# Cheaper mobile calls (was cheap phone calls) & Internet



## Rofa (Dec 3, 2009)

I spend about 50% of my time in Spain these days - so fixed contract deals either for mobiles or internet are of no interest.

For both I use simyo - Operador móvil con tarifas bajas, voz e internet.

The mobile packages are very flexible and there is no significant signing up charge - used to be 5 euro. I use a pay as you go - which unlike some, does not expire if unused for an extended period - and the pay as you go package that suits me, automatically tops up to a limit I have chosen when the balance on the account drops to a pre-set limit - again chosen by me.
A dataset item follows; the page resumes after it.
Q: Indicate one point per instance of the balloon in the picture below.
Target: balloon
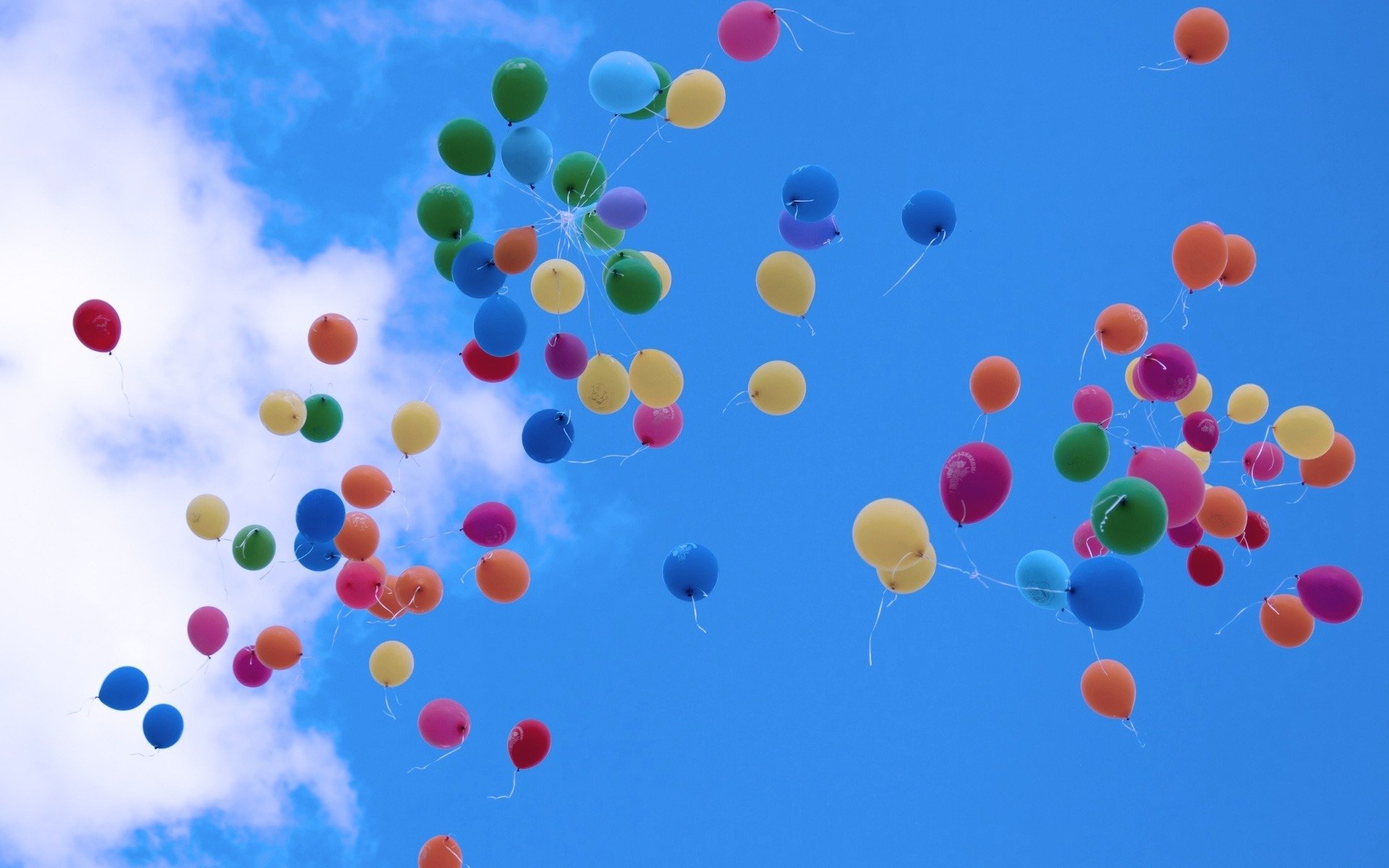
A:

The other thing I like about this company is that their charging system is very simple and you can look at what you have spent, and where, on-line. They also sell fairly cheap unlocked (simfree) phones. I happen to use my own dual sim Samsung. Dual-sim phones are not common in Europe although Acer also have one available. They are 2 a penny in Asia however - e bay and Amazon are sources of course. The only disadvantages to Simyo are:
1. Simyo runs on the Orange network (but otherwise has no other connection Orange to the best of my knowledge) - so if Orange reception is bad so is Simyo.
2. There is a connection charge for each call - though this probably applies to most other operators as well.

They also offer internet connection - you simply pay for the amount of data you send or receive. You can buy a dongle reasonably cheaply from them or there are plenty of un-locked ones on e-bay uk. You may however need a boosting antenna that plugs into the dongle if you don't normally get very good reception. Do not however expect ADSL speeds!!!! Downloading movies is likely to be expensive.

I have not looked at the market for about 12 months - so you may have to do your own research - there may well be better deals around.


----------



## Hombre (Sep 10, 2009)

Rofa said:


> I spend about 50% of my time in Spain these days - so fixed contract deals either for mobiles or internet are of no interest.
> 
> For both I use simyo - Operador móvil con tarifas bajas, voz e internet.
> 
> ...


?????????????????


----------



## spanishbluey (Jan 6, 2010)

*mobile internet spain ,*

At the moment the best mobile internet option by far, is the one memobile have they only charge 5 cents a mb, with no min, spend.
it pay as you go internet for real , just search Me Mobile rental , good luck


----------